5. (bonus question) List of equal in length 1-D numpy arrays comes from loading N .npy files whose sizes aren't known beforehand (but N is). Would it be more efficient to read one array, then allocate memory for one 2-D numpy array (slight memory overhead here) and read remaining into that 2-D array?

Answer 1

The numpy.where() version is fast enough, you can speedup it a little by method3(). If the > condition can change to >=, you can also use method4().

import numpy as np

a = np.random.randn(100000)

def method1(a):
    idx = []
    for i in range(1, len(a)):
        if (a[i-1] > 0 and a[i] < 0) or (a[i-1] < 0 and a[i] > 0):
            idx.append(i)
    return idx

def method2(a):
    inds, = np.where((a[:-1] < 0) * (a[1:] > 0) +
                       (a[:-1] > 0) * (a[1:] < 0))
    return inds + 1

def method3(a):
    m = a < 0
    p = a > 0
    return np.where((m[:-1] & p[1:]) | (p[:-1] & m[1:]))[0] + 1

def method4(a):
    return np.where(np.diff(a >= 0))[0] + 1

assert np.allclose(method1(a), method2(a))
assert np.allclose(method2(a), method3(a))
assert np.allclose(method3(a), method4(a))

%timeit method1(a)
%timeit method2(a)
%timeit method3(a)
%timeit method4(a)

the %timeit result:

1 loop, best of 3: 294 ms per loop
1000 loops, best of 3: 1.52 ms per loop
1000 loops, best of 3: 1.38 ms per loop
1000 loops, best of 3: 1.39 ms per loop

Answer 2

I'll need to read your post in more detail, but will start with some general observations (from previous iteration questions).

There isn't an efficient way of iterating over arrays in Python, though there are things that slow things down.
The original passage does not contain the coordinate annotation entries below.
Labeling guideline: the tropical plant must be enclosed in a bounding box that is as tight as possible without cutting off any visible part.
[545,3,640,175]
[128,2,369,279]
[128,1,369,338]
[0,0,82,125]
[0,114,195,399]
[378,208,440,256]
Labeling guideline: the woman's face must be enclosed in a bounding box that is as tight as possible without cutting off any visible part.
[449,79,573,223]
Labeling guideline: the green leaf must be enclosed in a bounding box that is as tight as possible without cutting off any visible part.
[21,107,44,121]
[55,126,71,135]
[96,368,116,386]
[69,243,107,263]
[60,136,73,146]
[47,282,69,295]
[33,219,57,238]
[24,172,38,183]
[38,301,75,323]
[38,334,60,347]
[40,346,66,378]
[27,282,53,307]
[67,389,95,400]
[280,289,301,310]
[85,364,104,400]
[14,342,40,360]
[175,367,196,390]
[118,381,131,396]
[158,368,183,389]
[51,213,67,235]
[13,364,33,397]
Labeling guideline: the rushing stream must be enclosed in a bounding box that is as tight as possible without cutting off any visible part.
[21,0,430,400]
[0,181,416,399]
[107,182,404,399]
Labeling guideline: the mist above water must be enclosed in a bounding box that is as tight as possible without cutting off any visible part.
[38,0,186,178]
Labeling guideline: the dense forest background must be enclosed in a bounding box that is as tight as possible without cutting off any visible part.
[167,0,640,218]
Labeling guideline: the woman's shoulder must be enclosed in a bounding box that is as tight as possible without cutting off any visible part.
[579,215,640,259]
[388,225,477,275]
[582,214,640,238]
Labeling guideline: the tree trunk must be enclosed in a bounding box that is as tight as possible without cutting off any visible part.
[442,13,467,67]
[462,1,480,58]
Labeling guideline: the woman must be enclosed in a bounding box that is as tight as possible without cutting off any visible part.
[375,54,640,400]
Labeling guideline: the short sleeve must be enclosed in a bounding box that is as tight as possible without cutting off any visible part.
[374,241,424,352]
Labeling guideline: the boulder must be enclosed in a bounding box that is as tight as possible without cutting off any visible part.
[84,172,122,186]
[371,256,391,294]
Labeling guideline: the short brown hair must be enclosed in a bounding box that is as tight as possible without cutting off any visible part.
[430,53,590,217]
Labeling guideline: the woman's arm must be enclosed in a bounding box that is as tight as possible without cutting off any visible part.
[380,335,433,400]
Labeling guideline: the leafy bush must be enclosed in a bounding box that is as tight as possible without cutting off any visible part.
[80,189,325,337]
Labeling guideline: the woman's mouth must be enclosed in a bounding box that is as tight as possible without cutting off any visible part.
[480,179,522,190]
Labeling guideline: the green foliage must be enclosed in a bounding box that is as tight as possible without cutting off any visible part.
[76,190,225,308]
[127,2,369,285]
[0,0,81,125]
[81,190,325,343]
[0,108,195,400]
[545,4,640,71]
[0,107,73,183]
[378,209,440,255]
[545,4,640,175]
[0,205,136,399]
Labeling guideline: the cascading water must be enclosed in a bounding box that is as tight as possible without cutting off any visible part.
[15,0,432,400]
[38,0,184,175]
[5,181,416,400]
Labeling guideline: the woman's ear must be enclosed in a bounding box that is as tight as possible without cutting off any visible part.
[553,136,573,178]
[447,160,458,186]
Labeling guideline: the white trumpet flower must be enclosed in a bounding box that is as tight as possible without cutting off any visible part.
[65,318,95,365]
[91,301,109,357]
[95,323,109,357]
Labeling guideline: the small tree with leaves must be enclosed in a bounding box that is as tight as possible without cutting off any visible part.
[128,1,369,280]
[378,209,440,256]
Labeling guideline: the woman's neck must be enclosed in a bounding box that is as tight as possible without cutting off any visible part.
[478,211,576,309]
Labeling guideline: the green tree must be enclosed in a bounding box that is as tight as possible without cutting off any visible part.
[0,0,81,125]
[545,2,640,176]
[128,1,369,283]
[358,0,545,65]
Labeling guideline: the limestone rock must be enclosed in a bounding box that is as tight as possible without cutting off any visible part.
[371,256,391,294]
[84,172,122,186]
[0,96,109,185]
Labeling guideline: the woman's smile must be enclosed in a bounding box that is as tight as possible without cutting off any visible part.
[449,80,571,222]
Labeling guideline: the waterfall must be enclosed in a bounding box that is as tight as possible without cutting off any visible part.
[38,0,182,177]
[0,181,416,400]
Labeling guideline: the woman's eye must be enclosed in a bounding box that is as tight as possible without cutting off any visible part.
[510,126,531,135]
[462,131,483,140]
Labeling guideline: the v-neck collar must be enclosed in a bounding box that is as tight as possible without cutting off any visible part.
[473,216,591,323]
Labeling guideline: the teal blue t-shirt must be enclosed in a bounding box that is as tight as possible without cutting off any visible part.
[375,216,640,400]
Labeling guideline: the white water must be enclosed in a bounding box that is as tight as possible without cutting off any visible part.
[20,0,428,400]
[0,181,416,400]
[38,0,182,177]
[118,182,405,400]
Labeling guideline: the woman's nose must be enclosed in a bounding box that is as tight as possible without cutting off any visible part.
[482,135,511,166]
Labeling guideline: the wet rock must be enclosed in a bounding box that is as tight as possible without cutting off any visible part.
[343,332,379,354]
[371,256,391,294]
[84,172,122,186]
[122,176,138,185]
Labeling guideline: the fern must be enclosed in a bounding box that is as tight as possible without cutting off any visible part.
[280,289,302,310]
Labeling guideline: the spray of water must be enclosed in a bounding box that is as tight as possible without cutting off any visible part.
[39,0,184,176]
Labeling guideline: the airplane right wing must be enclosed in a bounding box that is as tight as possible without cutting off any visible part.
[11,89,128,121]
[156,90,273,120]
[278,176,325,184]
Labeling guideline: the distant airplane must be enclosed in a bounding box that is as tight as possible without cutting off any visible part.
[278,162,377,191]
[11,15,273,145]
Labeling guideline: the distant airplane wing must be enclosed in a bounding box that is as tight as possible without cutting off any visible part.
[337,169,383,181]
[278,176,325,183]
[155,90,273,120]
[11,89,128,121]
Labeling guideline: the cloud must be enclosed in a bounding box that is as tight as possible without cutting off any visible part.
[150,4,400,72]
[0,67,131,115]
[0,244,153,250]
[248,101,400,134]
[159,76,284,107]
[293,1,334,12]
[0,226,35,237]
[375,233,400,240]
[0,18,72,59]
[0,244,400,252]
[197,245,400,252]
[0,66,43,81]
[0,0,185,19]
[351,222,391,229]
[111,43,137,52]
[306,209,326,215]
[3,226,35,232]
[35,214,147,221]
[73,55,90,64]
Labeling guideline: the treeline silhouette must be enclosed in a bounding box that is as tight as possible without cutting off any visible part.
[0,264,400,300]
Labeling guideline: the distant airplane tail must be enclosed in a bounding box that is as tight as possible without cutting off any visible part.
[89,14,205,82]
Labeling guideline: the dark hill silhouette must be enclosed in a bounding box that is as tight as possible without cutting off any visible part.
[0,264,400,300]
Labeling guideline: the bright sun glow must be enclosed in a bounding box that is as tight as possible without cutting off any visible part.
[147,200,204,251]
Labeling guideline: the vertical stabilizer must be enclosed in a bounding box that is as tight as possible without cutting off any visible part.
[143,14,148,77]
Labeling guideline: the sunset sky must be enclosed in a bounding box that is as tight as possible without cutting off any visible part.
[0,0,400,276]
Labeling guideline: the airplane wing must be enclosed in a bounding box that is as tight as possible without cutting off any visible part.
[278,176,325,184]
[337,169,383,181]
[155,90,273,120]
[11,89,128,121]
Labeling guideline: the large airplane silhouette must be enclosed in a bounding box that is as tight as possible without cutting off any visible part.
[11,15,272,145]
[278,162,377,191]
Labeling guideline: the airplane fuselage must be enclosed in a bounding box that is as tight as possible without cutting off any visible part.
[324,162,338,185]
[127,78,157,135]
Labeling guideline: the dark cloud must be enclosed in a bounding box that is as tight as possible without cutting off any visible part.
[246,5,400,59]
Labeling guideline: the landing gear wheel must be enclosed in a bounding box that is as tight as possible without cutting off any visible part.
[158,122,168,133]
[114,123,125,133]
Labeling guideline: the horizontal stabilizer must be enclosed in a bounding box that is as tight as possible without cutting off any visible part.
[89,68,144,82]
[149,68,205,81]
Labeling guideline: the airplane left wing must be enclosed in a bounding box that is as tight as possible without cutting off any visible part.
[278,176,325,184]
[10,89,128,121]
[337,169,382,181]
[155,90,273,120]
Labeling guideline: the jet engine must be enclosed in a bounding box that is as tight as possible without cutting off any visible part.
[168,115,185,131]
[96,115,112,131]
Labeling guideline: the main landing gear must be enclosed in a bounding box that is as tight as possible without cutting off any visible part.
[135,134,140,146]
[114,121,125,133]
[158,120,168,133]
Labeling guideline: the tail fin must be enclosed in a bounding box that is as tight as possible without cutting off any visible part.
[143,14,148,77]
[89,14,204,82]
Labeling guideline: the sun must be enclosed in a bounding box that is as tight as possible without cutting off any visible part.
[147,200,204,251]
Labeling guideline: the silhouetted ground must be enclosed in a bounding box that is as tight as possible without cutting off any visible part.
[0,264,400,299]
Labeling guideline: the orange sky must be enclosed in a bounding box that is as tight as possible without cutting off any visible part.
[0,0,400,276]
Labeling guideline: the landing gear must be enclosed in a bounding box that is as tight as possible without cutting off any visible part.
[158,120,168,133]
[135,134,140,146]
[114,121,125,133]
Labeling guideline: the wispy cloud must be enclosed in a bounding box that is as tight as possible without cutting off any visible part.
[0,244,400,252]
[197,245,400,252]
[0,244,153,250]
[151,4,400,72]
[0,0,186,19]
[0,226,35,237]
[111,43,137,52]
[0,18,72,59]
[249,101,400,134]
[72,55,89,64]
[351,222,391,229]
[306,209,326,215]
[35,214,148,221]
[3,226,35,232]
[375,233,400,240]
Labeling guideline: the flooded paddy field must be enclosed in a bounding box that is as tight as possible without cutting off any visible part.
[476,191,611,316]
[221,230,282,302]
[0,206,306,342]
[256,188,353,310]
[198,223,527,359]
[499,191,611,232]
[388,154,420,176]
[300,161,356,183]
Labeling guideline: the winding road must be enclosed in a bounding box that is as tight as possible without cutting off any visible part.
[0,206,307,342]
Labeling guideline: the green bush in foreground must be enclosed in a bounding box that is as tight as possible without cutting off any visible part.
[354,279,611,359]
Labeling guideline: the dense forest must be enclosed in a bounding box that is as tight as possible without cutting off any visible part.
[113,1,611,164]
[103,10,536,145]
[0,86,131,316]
I like to distinguish between the iteration mechanism (nditer, for x in A:) and the action (alist.append(...), x[i+1] += 1). The big time consumer is usually the action, done many times, not the iteration mechanism itself.

Letting numpy do the iteration in compiled code is the fastest.

 xdiff = x[1:] - x[:-1]

is much faster than

 xdiff = np.zeros(x.shape[0]-1)
 for i in range(x.shape[0]:
     xdiff[i] = x[i+1] - x[i]

The np.nditer isn't any faster.

nditer is recommended as a general iteration tool in compiled code. But its main value lies in handling broadcasting and coordinating the iteration over several arrays (input/output). And you need to use buffering and c like code to get the best speed from nditer (I'll look up a recent SO question).

https://stackoverflow.com/a/39058906/901925

Don't use nditer without studying the relevant iteration tutorial page (the one that ends with a cython example).

=========================

Just judging from experience, this approach will be fastest. Yes it's going to iterate over secaxis a number of times, but those are all done in compiled code, and will be much faster than any iteration in Python. And the for f in X: iteration is just a few times.

res = []
inds, = numpy.where((secaxis[:-1] < 0) * (secaxis[1:] > 0) +
                   (secaxis[:-1] > 0) * (secaxis[1:] < 0))
coefs = -secaxis[inds] / secaxis[inds+1] # array of coefficients
for f in X: 
    res.append( (f[inds] + coefs*f[inds+1]) / (1+coefs) )

@HYRY has explored alternatives for making the where step faster. But as you can see the differences aren't that big. Other possible tweaks

inds1 = inds+1
coefs = -secaxis[inds] / secaxis[inds1]
coefs1 = coefs+1
for f in X:
    res.append(( f[inds] + coefs*f[inds1]) / coefs1)

If X was an array, res could be an array as well.

res = (X[:,inds] + coefs*X[:,inds1])/coefs1

But for small N I suspect the list res is just as good. Don't need to make the arrays any bigger than necessary. The tweaks are minor, just trying to avoid recalculating things.

=================

This use of np.where is just np.nonzero. That actually makes two passes of the array, once with np.count_nonzero to determine how many values it will return, and create the return structure (list of arrays of now known length). And a second loop to fill in those indices. So multiple iterations are fine if it keeps action simple.